Сява вышел на берег пруда и, остановившись, протянул руку.
— Валюту, ценности, деньги, драгметаллы — давай. Сам знаешь, брат, милиция, «скорая», санитары, врачи. Одно ворьё. А у нас как в аптеке.
Однако волновался он зря, брать с Тима было нечего, разве что часы с треснувшим стеклом, рубль сорок восемь денег да приписное свидетельство, будь оно неладно.
Миновали пруд, свернули с аллейки и, увязая в грязи, матерясь, углубились в лес.
— Все, хорош, самое то. — Сява зацепился за сучок и, разминая плечи, принялся махать руками. — Брат, замри, фэйсом к небу. Последний штрих.
Андрон, вздохнул и молча занял нужную позицию — скорбную эту чашу ему предстояло выпить до дна.
Чмок — голова его вдруг дёрнулась, ночь на миг расцветилась всем богатством красок, и сразу не осталось ничего, кроме дурноты, муторной потерянности и боли. Словно на ринге после нокдауна.

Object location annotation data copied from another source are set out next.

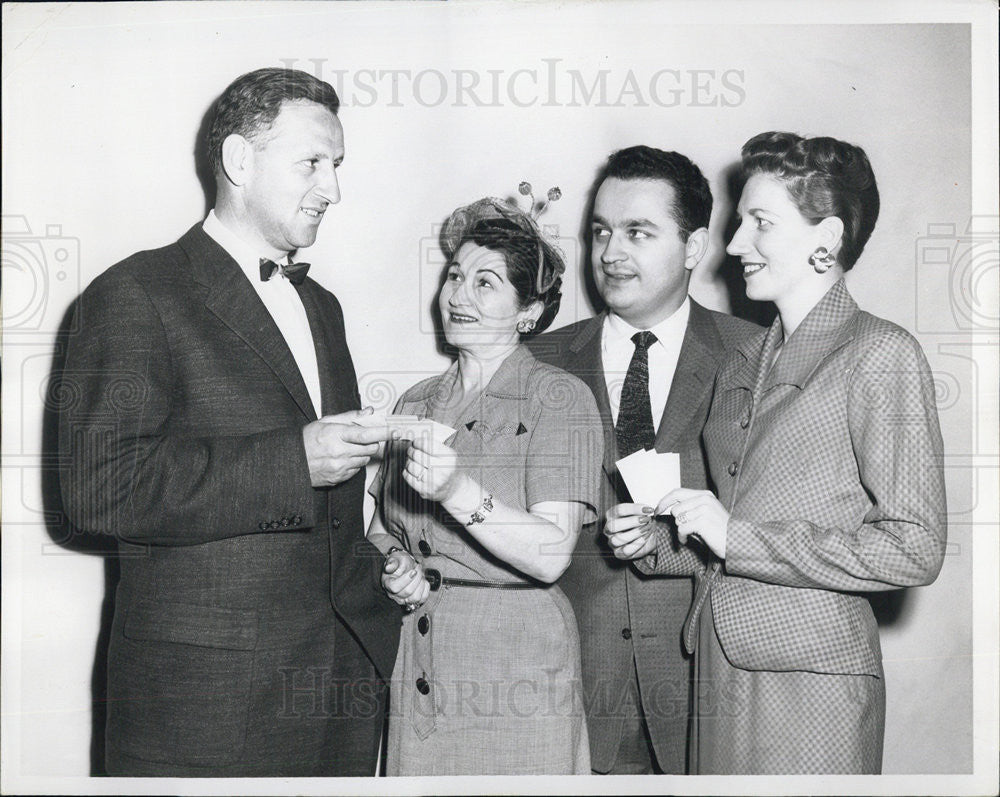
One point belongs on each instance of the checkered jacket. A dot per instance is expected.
(830, 464)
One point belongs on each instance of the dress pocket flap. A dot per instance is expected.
(189, 624)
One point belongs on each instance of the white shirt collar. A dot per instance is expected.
(617, 331)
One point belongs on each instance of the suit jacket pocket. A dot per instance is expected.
(770, 627)
(180, 679)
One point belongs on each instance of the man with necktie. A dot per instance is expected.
(650, 361)
(212, 434)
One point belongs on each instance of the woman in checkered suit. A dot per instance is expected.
(824, 447)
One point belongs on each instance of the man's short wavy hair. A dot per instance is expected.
(251, 103)
(692, 207)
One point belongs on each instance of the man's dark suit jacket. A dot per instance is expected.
(250, 630)
(619, 610)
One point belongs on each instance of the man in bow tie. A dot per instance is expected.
(650, 361)
(213, 436)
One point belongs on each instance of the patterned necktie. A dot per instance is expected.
(295, 272)
(634, 430)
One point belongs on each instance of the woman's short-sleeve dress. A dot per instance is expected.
(487, 681)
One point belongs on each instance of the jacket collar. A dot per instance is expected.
(509, 382)
(826, 328)
(233, 300)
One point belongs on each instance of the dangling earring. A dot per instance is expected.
(821, 260)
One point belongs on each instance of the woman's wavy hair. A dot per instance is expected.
(824, 177)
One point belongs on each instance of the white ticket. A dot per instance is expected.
(650, 475)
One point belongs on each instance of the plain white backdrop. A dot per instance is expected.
(445, 103)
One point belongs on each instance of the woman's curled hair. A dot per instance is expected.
(824, 177)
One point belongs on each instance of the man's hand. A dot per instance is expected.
(337, 448)
(629, 529)
(404, 581)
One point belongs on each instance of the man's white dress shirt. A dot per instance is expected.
(617, 349)
(281, 300)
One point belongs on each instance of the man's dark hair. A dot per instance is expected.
(692, 206)
(251, 103)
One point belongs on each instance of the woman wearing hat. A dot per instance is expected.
(477, 529)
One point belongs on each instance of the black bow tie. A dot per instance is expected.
(295, 272)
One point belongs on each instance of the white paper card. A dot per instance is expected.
(408, 427)
(650, 475)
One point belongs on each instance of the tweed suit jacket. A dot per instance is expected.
(623, 614)
(244, 591)
(830, 463)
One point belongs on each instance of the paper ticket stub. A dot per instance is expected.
(408, 427)
(650, 475)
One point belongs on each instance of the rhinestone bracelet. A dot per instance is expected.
(484, 509)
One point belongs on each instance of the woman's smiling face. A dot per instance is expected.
(774, 240)
(479, 306)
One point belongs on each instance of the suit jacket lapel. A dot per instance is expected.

— Надо бы ещё разок для верности. — Сява залепил проверочную плюху, поддержал Андрона за плечо. — Ну ты мужик, так держать удар! Сейчас, как оклемаешься, двинешь на тропу и погребёшь на запад к «бублику», ну, торговый центр, знаешь… Я буду тебя сечь у телефонной будки, чтобы сразу дёрнуть ментов. Главное, скули пожалостливей и изображай убогого — здесь помню, а здесь не помню. Вариант верный…
И впрямь, все прошло как по маслу. Стоило Андрону по-пластунски выдвинуться на опушку, как послышался рык мотора и ночную мглу разогнали фары милицейского УАЗа.
— Вот он, кажись, ещё шевелится. — Из машины вылез лейтенант, важно закурил. — Петя, вызывай «скорую», скажи, битый пьяный…
Утром в больнице был обход, постановка диагноза, эскулаповы игрища в вопросы и ответы:
— Рвота была?
— Была.
— Сколько раз?
— Не помню. Ничего я, доктор, не помню, ничего!